Ultraweak continuity implies norm continuity?

Question

Suppose $\mathcal{H}$ and $\mathcal{K}$ are Hilbert spaces, $\mathcal{U}\subset B(\mathcal{H})$ is a C$^*$-algebra, and $\eta:\mathcal{U}\rightarrow B(\mathcal{K})$ is a linear map that is ultraweakly continuous on the closed unit ball $(\mathcal{U})_{1}$ of $\mathcal{U}$. For $x,y\in \mathcal{K}$, the linear functinal $\omega_{x,y}\circ\eta$ on $\mathcal{U}$ is ultraweakly continuous ($\omega_{x,y}$ is the functional defined by $\omega_{x,y}(A)=\langle Ax,y\rangle$ for $A\in B(\mathcal{K})$).

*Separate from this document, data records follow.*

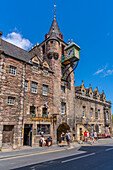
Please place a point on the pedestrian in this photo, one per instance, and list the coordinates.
(92, 137)
(85, 135)
(68, 136)
(82, 138)
(95, 135)
(62, 137)
(49, 141)
(42, 141)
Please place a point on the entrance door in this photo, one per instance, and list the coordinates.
(28, 134)
(62, 128)
(8, 131)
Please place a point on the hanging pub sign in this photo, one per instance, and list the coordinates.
(71, 53)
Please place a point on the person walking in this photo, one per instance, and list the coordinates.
(85, 136)
(95, 135)
(62, 137)
(68, 137)
(43, 141)
(50, 141)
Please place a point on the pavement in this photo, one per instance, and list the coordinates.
(55, 148)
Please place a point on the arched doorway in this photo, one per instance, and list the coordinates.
(62, 128)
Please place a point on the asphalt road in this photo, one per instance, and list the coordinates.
(85, 158)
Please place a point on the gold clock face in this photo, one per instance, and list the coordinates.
(70, 53)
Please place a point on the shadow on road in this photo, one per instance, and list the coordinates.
(53, 164)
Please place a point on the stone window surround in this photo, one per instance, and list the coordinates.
(12, 70)
(34, 86)
(45, 89)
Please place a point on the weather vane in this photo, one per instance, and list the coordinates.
(54, 11)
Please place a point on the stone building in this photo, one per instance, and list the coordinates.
(92, 111)
(37, 92)
(38, 95)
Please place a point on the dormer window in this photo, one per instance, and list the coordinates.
(83, 93)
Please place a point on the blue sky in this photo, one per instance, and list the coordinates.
(89, 23)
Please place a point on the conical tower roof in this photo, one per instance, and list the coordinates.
(54, 29)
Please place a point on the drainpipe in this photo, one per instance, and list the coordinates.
(24, 74)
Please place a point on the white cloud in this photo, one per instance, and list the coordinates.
(18, 40)
(104, 71)
(98, 71)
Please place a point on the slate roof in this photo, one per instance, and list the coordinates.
(55, 28)
(16, 52)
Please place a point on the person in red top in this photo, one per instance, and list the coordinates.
(85, 136)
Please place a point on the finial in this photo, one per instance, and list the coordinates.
(54, 11)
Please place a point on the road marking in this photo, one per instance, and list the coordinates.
(108, 149)
(77, 158)
(31, 154)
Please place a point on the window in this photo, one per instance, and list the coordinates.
(106, 115)
(32, 110)
(91, 95)
(83, 93)
(96, 114)
(45, 69)
(63, 108)
(99, 128)
(44, 113)
(98, 98)
(99, 114)
(12, 70)
(62, 71)
(26, 85)
(92, 128)
(43, 129)
(91, 110)
(62, 89)
(51, 42)
(83, 111)
(33, 87)
(10, 100)
(45, 90)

My question is why does this imply that $\omega_{x,y}\circ\eta$ is also norm continuous on $(\mathcal{U})_{1}$? I don't have any reason to think the ultraweak topology is coarser than the norm topology (if $\mathcal{U}$ is a von Neumann algebra then norm continuity would follow from the fact that the unit ball of $\mathcal{U}$ is weak operator compact).

Answer 1

When you made the codomain the scalars, the topology problems on the codomain side disappear.

If $A_n\to A $ in norm, then $A_n\to A$ ultraweakly. Then $\omega_{x,y}(A_n)\to\omega_{x,y}(A)$. Thus $\omega_{x,y}$ is norm-continuous.